Suspect in slaying arrested

Texas police think victim's body was dumped in Red River in barrel

? Authorities on Thursday arrested a 26-year-old man in Kansas on a murder warrant in the death of his former girlfriend, who police suspect was placed in a concrete-filled barrel and dumped in the Red River.

Kansas Highway Patrol troopers, who had been on the lookout for the vehicle the man was driving, pulled over a car just after it passed through a toll booth Thursday near Wichita, Capt. John Walters said.

The car contained four adults and six children, including Steven Wiederhold, 26, who was arrested on a murder warrant. All four were in Sedgwick County Jail, and Texas authorities were on the way to Kansas, Walters said.

The Highway Patrol captain said he didn’t know if the other adults had any connection to the incident that prompted the arrest. All six children, including one thought to be the 3-year-old son of his alleged victim, were taken into protective custody.

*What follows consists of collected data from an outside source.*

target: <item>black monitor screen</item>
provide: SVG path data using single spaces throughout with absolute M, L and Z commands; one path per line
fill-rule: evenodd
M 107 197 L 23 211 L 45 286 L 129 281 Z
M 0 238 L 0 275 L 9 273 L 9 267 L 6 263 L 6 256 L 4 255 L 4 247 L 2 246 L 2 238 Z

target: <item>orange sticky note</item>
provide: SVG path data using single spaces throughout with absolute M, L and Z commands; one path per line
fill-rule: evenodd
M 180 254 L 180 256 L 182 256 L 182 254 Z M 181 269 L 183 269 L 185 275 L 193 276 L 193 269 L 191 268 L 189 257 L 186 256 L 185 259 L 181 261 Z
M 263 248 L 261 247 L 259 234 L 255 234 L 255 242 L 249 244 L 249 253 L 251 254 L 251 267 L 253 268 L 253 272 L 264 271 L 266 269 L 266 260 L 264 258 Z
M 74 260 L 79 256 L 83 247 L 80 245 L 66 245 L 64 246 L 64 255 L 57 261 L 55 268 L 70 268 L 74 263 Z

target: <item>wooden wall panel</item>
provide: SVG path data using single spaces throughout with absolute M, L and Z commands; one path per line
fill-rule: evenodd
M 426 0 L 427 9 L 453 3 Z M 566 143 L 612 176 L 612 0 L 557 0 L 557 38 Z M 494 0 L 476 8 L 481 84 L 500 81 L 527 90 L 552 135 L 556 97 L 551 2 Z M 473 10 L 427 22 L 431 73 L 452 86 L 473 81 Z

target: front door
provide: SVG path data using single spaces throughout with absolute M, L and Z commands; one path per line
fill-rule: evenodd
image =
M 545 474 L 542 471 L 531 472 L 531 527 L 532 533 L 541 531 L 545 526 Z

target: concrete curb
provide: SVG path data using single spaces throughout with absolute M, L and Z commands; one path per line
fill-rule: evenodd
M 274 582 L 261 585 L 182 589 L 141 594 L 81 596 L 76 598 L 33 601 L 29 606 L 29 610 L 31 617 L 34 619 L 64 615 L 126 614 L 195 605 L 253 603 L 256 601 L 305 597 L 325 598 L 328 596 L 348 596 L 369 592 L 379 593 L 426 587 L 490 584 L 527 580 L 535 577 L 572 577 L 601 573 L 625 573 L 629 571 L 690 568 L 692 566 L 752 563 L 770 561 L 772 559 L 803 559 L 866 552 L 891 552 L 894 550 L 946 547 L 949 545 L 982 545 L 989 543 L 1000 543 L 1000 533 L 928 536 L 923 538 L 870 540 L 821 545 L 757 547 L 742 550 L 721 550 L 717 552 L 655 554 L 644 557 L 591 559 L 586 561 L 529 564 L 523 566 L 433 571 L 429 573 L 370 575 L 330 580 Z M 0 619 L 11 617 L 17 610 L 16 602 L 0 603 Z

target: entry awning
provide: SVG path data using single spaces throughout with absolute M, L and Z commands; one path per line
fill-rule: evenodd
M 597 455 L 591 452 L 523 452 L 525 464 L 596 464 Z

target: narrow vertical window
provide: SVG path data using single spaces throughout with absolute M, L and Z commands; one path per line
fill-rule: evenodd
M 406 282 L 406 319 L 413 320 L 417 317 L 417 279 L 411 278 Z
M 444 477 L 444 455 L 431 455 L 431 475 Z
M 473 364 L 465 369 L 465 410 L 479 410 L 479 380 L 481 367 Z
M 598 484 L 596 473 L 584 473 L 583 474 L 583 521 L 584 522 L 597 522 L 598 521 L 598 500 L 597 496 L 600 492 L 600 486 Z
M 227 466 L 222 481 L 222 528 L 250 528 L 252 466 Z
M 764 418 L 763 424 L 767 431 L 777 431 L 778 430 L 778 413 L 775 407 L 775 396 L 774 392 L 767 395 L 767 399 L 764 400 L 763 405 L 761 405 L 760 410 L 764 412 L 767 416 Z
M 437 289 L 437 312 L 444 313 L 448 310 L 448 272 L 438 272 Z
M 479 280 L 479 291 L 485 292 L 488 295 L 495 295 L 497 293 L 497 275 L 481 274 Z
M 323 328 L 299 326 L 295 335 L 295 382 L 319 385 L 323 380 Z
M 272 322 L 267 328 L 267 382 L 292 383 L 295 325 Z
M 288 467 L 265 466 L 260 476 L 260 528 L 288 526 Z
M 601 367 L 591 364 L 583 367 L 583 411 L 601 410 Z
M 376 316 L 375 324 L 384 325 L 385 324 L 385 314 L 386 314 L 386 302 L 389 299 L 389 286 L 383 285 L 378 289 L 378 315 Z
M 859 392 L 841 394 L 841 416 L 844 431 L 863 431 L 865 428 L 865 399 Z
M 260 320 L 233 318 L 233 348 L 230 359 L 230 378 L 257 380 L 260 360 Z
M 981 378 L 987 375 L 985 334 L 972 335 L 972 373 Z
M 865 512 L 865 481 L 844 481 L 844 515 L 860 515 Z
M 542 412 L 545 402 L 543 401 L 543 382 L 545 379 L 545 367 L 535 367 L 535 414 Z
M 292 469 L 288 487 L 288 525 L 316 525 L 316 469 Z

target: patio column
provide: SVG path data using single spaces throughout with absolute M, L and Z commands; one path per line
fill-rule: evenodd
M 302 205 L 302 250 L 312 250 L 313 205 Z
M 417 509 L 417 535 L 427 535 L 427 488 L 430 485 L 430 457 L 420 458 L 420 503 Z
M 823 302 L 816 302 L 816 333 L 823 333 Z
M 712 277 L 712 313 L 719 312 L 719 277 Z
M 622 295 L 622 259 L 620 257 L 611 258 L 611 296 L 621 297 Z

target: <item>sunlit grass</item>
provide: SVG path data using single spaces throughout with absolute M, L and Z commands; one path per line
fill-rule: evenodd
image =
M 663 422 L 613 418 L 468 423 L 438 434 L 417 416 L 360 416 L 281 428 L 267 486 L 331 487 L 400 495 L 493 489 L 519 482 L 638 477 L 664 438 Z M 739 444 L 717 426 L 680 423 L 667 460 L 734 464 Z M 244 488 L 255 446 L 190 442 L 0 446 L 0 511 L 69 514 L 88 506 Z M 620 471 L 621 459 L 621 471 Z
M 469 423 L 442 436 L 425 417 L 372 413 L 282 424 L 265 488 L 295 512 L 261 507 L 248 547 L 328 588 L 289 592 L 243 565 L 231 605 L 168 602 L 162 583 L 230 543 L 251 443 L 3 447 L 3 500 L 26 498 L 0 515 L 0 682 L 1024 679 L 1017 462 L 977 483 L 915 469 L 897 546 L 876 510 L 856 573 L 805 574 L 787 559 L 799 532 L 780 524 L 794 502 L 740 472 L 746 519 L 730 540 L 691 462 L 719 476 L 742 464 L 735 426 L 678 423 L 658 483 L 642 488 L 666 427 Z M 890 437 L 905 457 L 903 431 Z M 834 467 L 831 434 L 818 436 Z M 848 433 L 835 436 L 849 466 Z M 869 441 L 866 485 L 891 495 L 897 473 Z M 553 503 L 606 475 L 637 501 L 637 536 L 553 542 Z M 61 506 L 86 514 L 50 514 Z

Meanwhile, law enforcement officers have been searching along the Red River and in Oklahoma for a barrel and a body, fearing that 23-year-old Denise Ann Johnson was killed.

The Oklahoma State Bureau of Investigation, responding to a request from the Texas Rangers, checked out Lake Carl Blackwell near Stillwater and collected evidence from a U-Haul trailer turned in at Oklahoma City, said OSBI spokeswoman Jessica Brown. She said no body has been found and results of the search were pending.

Monday night, a Lake Dallas woman told police that a former boyfriend who had been living recently with Johnson came to her home on Sunday afternoon with another woman and with Johnson’s 3-year-old son, asking her to baby-sit the child while they “took care of some things.”

Police said he came back later and said he had killed her, put her body in a barrel and was going to wrap the barrel in cellophane and dump the body in the Red River.

Investigators said they found an indention similar to what a 55-gallon drum would make on the carpet of a closet in Johnson’s apartment. They also found several cans of empty air fresheners, sticks of burnt incense and baking soda scattered throughout the apartment in an apparent effort to conceal an odor.

Investigators also found empty containers of cellophane wrap and items used to mix concrete.

The Texas Department of Public Safety was asked to fly over the Red River, and authorities in counties along the river were asked to check bridges and roads dead-ending into the river for evidences that a barrel may have been thrown in.

On Tuesday, law enforcement officers learned that an Azle man had gone to authorities to report that the same man had asked him on June 1 to go with him to Denton County help dispose of a body in a barrel.